» Les Diables Rouges sont un exemple pour tous «
Le sénateur MR, Premier échevin de la Ville de Bruxelles, vante les vertus d’un multiculturalisme assumé que d’autres critiquent au sein de son parti. Sa priorité : l’enseignement. Il prône sa régionalisation pour profiter des richesses de Bruxelles.

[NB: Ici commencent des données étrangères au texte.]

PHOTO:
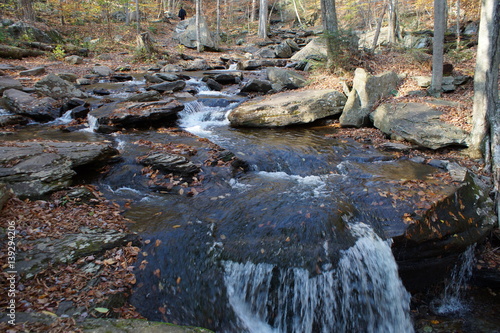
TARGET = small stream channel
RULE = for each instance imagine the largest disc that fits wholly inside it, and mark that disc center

Sénateur, Premier échevin de la Ville de Bruxelles en charge de l’Etat civil et des Sports, Alain Courtois est une personnalité singulière au MR. En cette rentrée, l’ancien secrétaire général de l’Union belge de football trouve son inspiration dans notre équipe nationale. » J’ai toujours dit que nous avions besoin d’un ministre du marketing dans notre pays qui se vend trop mal et les Diables Rouges jouent ce rôle aujourd’hui. Je suis sûr que cela peut avoir un impact sur les élections de 2014, assène-t-il. Si l’on se qualifie pour la Coupe du monde au Brésil, toute la campagne électorale sera marquée par la Diablomania. »
Le Vif/L’Express : En quoi les Diables rouges vous inspirent-ils ?

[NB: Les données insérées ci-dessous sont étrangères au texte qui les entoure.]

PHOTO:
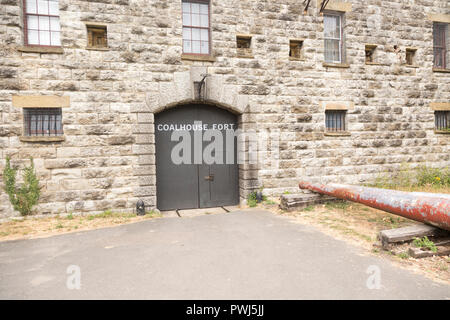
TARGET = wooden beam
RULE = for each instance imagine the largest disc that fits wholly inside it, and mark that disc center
(408, 233)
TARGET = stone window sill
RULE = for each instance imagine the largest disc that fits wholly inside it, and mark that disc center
(198, 57)
(441, 70)
(245, 56)
(377, 64)
(338, 134)
(42, 138)
(97, 49)
(296, 59)
(41, 49)
(335, 65)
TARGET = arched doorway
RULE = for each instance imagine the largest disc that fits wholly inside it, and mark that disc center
(196, 157)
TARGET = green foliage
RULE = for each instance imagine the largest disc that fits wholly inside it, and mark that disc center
(403, 255)
(22, 198)
(337, 204)
(252, 203)
(252, 196)
(433, 176)
(425, 243)
(405, 177)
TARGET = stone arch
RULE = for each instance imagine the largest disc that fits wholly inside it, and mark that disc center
(172, 94)
(181, 91)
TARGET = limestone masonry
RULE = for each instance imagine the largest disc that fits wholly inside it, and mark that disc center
(108, 96)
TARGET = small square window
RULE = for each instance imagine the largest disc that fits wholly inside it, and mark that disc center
(296, 49)
(370, 53)
(43, 122)
(442, 120)
(243, 44)
(410, 56)
(335, 120)
(97, 37)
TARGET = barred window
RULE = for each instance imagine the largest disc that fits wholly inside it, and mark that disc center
(43, 121)
(42, 22)
(442, 120)
(333, 35)
(335, 120)
(196, 27)
(97, 37)
(440, 31)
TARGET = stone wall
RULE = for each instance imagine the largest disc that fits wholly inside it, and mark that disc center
(107, 158)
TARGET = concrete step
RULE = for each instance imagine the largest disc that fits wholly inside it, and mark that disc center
(290, 202)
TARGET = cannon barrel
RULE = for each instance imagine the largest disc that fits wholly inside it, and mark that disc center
(429, 208)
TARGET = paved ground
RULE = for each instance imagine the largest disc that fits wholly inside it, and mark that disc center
(239, 255)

Alain Courtois : Avec eux, le sport nous donne la leçon. Il a réussi son intégration, son amalgame de multiculturalité, d’absence de classes sociales. J’aime cette équipe nationale parce qu’elle est composée de gars qui viennent des quartiers, qui ont fait leurs classes sportives ici. Ce que le sport fait, les autres branches de la société peuvent le faire.
Le sport montre la voie parce qu’il y a du talent…

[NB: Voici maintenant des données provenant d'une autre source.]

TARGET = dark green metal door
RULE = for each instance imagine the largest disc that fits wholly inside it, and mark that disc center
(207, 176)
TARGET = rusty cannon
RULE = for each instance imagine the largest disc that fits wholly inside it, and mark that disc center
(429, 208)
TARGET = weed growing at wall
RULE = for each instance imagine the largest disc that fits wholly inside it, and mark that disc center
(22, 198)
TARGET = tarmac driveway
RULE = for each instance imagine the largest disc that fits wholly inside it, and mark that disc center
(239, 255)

Parce qu’il y a du travail aussi. Parce que des entraîneurs ont compris que l’intégration passe par là. Quand Michel D’Hooghe et moi sommes arrivés à la fédération de football en 1987, il y avait encore des instructions aux scouts, ces chasseurs de talent, disant : pas d’étrangers !
Pour éclater vraiment, les talents belges ont dû s’exporter à l’étranger…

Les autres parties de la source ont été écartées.